To achieve this goal, S3 works to understand each client's environment, culture, technology, expertise and operations before suggesting any solution or starting an assessment. By doing this, S3 can marry the needs of the business with what information technology and security can bring to the table and make it an integral part of the project development. The tools employed for vulnerability assessment depend explicitly on a given business environment, and they seamlessly align with the environment's requirements. This ensures that security and vulnerability management become a regular part of the business process.
"Enterprises must remember that without an effective cyber risk governance program, even the best of vulnerability management programs will not work"
“Vulnerability remediation, nonetheless, requires more than just an assessment or providing compensating controls. It mandates not only the identification of vulnerability but also finding its root cause.” Says Scott Schanbaum. Additionally, S3 uses robust cyber risk governance to secure an enterprise's operations and existing applications.
In a recent project, a client contacted S3 for assistance in carrying out quarterly vulnerability assessments. However, the client had not performed a vulnerability assessment in years. To make matters worse, the client failed to place a robust security patching program when it decided to outsource its IT operations. S3's initial assessment revealed approximately 20,000 vulnerabilities residing on numerous servers, desktops and networking gear, end-of-life software, broken processes, and disparate systems to which the IT department had not known about. As Mitchelle states, "How can an IT team manage systems and applications that they don't even know are being used? Enterprises must remember that without an effective cyber risk governance program, even the best of vulnerability management programs will not work." S3 went beyond identifying the cause of vulnerabilities, remediating them, and providing compensating controls to transform the enterprise culture and create a viable and sustainable vulnerability management program to address risk for the client.
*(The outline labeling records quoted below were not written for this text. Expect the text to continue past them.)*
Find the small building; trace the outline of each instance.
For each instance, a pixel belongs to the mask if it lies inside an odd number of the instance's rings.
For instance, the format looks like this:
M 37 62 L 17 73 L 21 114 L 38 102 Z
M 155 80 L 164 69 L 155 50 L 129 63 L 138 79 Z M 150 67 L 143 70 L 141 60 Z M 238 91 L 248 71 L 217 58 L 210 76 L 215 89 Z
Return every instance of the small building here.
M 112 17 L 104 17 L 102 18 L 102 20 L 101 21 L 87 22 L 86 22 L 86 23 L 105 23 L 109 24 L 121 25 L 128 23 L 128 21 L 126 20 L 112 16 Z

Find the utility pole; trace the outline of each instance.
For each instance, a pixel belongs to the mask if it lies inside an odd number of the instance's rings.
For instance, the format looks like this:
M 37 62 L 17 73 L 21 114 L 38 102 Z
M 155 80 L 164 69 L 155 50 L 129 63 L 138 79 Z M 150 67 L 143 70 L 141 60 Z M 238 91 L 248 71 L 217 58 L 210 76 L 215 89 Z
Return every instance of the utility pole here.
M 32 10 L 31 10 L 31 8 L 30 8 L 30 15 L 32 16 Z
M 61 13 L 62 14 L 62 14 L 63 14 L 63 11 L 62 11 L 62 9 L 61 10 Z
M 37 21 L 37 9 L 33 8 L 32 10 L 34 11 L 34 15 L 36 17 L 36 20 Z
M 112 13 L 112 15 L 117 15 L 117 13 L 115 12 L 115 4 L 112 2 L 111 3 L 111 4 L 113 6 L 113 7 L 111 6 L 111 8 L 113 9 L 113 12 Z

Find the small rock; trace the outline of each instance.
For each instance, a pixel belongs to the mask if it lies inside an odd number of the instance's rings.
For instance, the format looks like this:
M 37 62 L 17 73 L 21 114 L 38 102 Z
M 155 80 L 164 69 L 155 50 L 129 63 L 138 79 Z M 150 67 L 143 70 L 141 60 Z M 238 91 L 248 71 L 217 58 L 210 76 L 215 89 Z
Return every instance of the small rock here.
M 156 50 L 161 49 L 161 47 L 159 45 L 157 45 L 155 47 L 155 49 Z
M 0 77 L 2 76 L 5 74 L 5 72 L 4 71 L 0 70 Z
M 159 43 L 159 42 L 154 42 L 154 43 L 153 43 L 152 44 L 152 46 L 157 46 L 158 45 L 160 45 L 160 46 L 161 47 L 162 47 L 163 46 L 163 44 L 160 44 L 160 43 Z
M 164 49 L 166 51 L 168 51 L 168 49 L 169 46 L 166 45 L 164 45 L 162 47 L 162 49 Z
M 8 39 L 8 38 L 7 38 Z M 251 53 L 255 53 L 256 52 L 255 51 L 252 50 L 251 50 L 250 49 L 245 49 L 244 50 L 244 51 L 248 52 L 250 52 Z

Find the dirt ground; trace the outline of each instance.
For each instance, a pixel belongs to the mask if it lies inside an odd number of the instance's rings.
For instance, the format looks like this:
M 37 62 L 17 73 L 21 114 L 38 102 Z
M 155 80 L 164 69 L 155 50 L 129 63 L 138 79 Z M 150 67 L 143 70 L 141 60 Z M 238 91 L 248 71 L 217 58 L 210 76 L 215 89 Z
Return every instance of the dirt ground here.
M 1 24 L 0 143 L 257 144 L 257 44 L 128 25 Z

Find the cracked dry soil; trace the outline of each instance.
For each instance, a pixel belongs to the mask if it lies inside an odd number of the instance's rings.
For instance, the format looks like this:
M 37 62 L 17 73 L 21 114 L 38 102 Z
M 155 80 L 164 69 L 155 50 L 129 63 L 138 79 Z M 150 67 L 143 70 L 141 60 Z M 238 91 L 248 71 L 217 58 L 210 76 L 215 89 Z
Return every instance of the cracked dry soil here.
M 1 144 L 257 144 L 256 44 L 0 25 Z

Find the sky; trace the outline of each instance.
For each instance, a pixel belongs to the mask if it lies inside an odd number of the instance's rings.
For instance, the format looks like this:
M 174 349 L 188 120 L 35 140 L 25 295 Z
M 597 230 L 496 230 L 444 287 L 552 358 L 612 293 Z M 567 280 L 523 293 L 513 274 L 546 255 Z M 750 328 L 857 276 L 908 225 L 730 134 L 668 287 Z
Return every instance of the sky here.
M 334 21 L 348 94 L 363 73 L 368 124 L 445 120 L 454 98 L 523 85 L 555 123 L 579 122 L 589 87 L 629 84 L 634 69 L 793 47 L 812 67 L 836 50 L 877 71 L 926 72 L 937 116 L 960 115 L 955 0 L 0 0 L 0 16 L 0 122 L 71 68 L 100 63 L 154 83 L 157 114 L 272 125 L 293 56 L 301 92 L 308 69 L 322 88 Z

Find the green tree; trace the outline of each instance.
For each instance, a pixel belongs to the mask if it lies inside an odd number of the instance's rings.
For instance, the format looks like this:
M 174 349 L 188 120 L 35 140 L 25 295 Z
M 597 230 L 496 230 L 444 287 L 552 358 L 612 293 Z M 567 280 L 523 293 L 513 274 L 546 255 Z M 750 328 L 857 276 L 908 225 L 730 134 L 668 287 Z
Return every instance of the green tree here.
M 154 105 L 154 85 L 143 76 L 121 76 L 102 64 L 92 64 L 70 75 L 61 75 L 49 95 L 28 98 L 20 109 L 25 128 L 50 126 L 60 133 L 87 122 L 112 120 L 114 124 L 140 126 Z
S3 regularly encounters many similar customers with scores of vulnerabilities to be remediated within a limited time frame. The company has never failed to ensure that its clients fulfill all compliance requirements while being mindful of the enterprise budget and unique business needs.
The Information Security Mavericks
Having carved a unique niche, S3 is stepping up to meet clients’ expanding needs domestically, as well as globally. Over the last few years, S3 has built a strong presence in Europe and is growing the business in Central America, South America and Asia. “Security is often just as much a people issue as a technology issue. Establishing a good foundation and investing in prevention is far more desirable and inexpensive than dealing with the after-effects of an attack. Regular program maintenance including annual employee awareness and training, revaluation and assessment, testing, patching and remediation of any issues are vital components to any robust cybersecurity program, and that’s where we steer ahead,” concludes Scott Schanbaum.